What is it that you mean for me to do, Peter, when you jump into your fights like that? Do you honestly expect us to just stand there, to watch while they pummel you with theirs fists and their feet?

Susan hates it.

Our gentle queen can't stand the dull thud of bone meeting bone.

In Narnia, that might have been enough to make you stop.

Here though, you brush her aside, the same way she has started to brush aside the rest of us.

We're loosing our sister. She spends too much time looking for the attention, the beauty, she had at home.

But you're too busy getting your head smashed in to notice.

I don't know what to do with you. If all that you want are bruises, brother mine, you don't have to go looking for strangers' fists.

Lucy would be more than willing to have a go at knocking some sense into you.

Our valiant sister admitted to finding a bruise on your arm, back in the days when you still submitted to her healing touch, and wanting to push on it, hard, until you realized what you were doing to yourself, to all of us.

Even now, after all the times you have spurned her efforts, she still tries to comfort you, to calm you down, to protect you from the questions that linger in my gaze.

You used to be able to read me so well. There wasn't anything that I could hide from those piercing blue eyes of yours.

Now, I'm not sure what you see.

Lu could tell you that I was ill over hols, that I threw up for the last time just this morning. For some reason, things that healed in Narnia aren't quite healed here, and my stomach bothers me whenever I start to fret over you and your insatiable need to be right.

Ironic, isn't it, that the wound that caused you so many nights of worry, the wound that almost killed you, is bothering me again.

Only, this time, you haven't even noticed.

I used to think that you must know. I've seen the way you hold your ribs after a wayward boy gets his fist in too close, trying to dull the ache that came first from the end of a giant's club.

I heard you over hols, fighting for air in the dark watches of the night. I would have gone to you, but I was too busy trying to keep my guts from wrenching their way out of my mouth.

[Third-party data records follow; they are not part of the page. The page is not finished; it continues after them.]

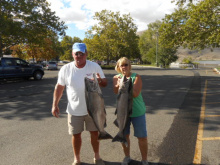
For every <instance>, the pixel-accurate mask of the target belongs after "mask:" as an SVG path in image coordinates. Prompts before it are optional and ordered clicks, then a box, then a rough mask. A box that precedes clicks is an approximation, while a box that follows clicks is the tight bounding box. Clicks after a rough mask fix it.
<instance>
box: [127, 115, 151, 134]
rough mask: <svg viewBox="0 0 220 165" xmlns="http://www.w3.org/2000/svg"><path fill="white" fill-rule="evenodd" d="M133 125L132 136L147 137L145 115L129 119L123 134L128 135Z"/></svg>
mask: <svg viewBox="0 0 220 165" xmlns="http://www.w3.org/2000/svg"><path fill="white" fill-rule="evenodd" d="M131 123H132V125H133V128H134V136H135V137H137V138H144V137H147V124H146V116H145V114H144V115H142V116H138V117H129V119H128V123H127V125H126V127H125V131H124V134H125V135H129V134H130V125H131Z"/></svg>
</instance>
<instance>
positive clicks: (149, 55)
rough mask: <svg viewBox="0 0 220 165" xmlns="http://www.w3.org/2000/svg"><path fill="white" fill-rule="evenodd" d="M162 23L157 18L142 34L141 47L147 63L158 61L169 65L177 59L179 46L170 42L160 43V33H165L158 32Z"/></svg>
mask: <svg viewBox="0 0 220 165" xmlns="http://www.w3.org/2000/svg"><path fill="white" fill-rule="evenodd" d="M161 24H162V22H161V21H159V20H157V21H155V22H153V23H151V24H149V25H148V30H146V31H145V32H144V33H143V34H142V35H141V36H140V40H139V49H140V52H141V56H142V60H143V61H144V62H145V63H151V64H155V63H156V62H157V63H159V64H160V65H162V66H164V67H168V66H169V64H170V63H172V62H174V61H176V60H177V56H176V51H177V48H175V47H172V46H170V44H169V42H167V43H165V42H163V44H161V43H159V39H160V35H161V33H163V32H162V31H161V33H159V32H158V31H159V29H160V27H161Z"/></svg>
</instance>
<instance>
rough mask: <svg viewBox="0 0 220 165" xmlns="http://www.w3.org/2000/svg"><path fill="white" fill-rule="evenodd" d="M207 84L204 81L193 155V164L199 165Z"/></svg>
mask: <svg viewBox="0 0 220 165" xmlns="http://www.w3.org/2000/svg"><path fill="white" fill-rule="evenodd" d="M207 84H208V81H207V80H206V81H205V89H204V92H203V98H202V107H201V112H200V121H199V127H198V134H197V141H196V148H195V155H194V159H193V163H194V164H201V157H202V137H203V128H204V118H205V101H206V92H207Z"/></svg>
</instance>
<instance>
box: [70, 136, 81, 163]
mask: <svg viewBox="0 0 220 165" xmlns="http://www.w3.org/2000/svg"><path fill="white" fill-rule="evenodd" d="M72 145H73V152H74V163H79V162H80V150H81V146H82V139H81V133H78V134H75V135H73V136H72Z"/></svg>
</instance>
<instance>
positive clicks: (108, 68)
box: [101, 65, 115, 70]
mask: <svg viewBox="0 0 220 165" xmlns="http://www.w3.org/2000/svg"><path fill="white" fill-rule="evenodd" d="M101 68H102V69H113V70H114V69H115V66H114V65H101Z"/></svg>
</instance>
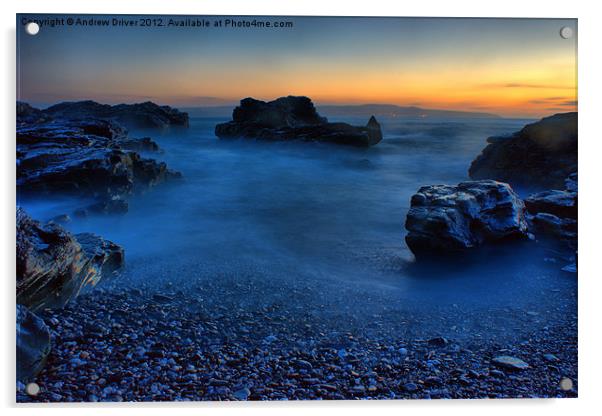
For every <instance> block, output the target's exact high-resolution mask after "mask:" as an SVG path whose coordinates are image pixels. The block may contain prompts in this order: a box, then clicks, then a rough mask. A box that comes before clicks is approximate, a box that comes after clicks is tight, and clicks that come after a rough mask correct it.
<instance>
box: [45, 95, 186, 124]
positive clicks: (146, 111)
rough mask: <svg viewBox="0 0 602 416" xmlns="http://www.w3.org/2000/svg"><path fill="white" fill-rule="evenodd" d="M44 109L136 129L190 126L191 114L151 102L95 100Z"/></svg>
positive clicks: (63, 104)
mask: <svg viewBox="0 0 602 416" xmlns="http://www.w3.org/2000/svg"><path fill="white" fill-rule="evenodd" d="M42 112H43V113H44V114H45V115H48V116H50V117H52V118H64V119H72V120H74V119H75V120H82V119H89V118H95V119H101V120H110V121H114V122H117V123H119V124H121V125H123V126H125V127H128V128H135V129H153V128H154V129H157V128H158V129H165V128H167V127H170V126H180V127H188V113H183V112H181V111H179V110H176V109H175V108H171V107H169V106H166V105H165V106H159V105H157V104H155V103H153V102H150V101H147V102H144V103H138V104H119V105H113V106H111V105H108V104H99V103H97V102H95V101H75V102H63V103H60V104H56V105H53V106H51V107H49V108H47V109H46V110H42Z"/></svg>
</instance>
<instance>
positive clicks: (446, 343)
mask: <svg viewBox="0 0 602 416" xmlns="http://www.w3.org/2000/svg"><path fill="white" fill-rule="evenodd" d="M428 343H429V345H432V346H435V347H444V346H446V345H447V344H449V341H448V340H447V338H443V337H435V338H431V339H429V340H428Z"/></svg>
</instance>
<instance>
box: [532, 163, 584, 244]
mask: <svg viewBox="0 0 602 416" xmlns="http://www.w3.org/2000/svg"><path fill="white" fill-rule="evenodd" d="M577 180H578V179H577V173H573V174H571V175H569V177H568V178H567V179H566V180H565V181H564V183H565V186H566V189H564V190H556V189H553V190H548V191H542V192H537V193H535V194H532V195H530V196H529V197H528V198H527V199H525V205H526V207H527V211H528V212H529V214H530V217H529V219H530V221H531V222H532V223H533V225H534V229H535V230H536V231H537V233H538V235H543V236H547V237H553V238H557V239H560V240H564V241H566V242H569V243H570V245H571V246H575V247H576V244H577V211H578V195H577Z"/></svg>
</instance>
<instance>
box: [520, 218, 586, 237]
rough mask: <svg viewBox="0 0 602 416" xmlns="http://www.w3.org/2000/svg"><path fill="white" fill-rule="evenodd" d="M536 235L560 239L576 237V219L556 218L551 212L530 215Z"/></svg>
mask: <svg viewBox="0 0 602 416" xmlns="http://www.w3.org/2000/svg"><path fill="white" fill-rule="evenodd" d="M531 222H532V223H533V225H534V227H533V228H534V230H535V231H536V232H537V236H546V237H554V238H558V239H562V240H576V239H577V221H576V220H573V219H570V218H558V217H557V216H555V215H553V214H548V213H546V212H540V213H539V214H535V215H534V216H533V217H531Z"/></svg>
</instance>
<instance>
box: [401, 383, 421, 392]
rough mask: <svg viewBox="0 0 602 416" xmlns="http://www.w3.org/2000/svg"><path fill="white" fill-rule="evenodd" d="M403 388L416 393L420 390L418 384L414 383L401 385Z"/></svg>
mask: <svg viewBox="0 0 602 416" xmlns="http://www.w3.org/2000/svg"><path fill="white" fill-rule="evenodd" d="M401 388H402V389H403V390H404V391H407V392H408V393H415V392H417V391H418V386H417V385H416V384H414V383H405V384H403V385H402V386H401Z"/></svg>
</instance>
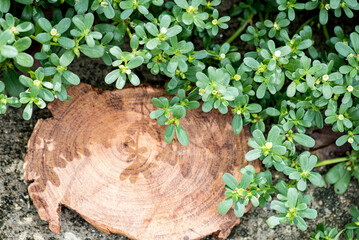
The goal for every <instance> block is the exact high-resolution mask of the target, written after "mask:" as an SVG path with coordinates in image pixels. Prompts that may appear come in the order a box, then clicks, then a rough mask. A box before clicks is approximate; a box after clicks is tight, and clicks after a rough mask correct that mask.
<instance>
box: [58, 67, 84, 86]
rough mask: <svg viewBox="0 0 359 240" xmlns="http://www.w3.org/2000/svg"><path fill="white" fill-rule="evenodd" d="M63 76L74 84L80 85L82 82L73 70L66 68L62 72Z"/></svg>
mask: <svg viewBox="0 0 359 240" xmlns="http://www.w3.org/2000/svg"><path fill="white" fill-rule="evenodd" d="M62 76H63V77H64V78H65V79H66V80H67V81H68V82H69V83H71V84H72V85H78V84H79V83H80V78H79V77H78V76H77V75H76V74H74V73H73V72H70V71H67V70H66V71H64V72H63V73H62Z"/></svg>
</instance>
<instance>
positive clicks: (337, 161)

I sent Susan instead, but you just brushed her off like you always do.

How can I not jump in to help you, Pete?

The fights may be stupid, but I can't stand to see them hurt you any more than Susan or Lucy can.

I don't know where you got this idea that you can take on the world on your own. Even when you're being a bloody imbecile, you're still my brother.

We used to need each other.

Back to back and side to side.

Do you remember? You used to be magnificent.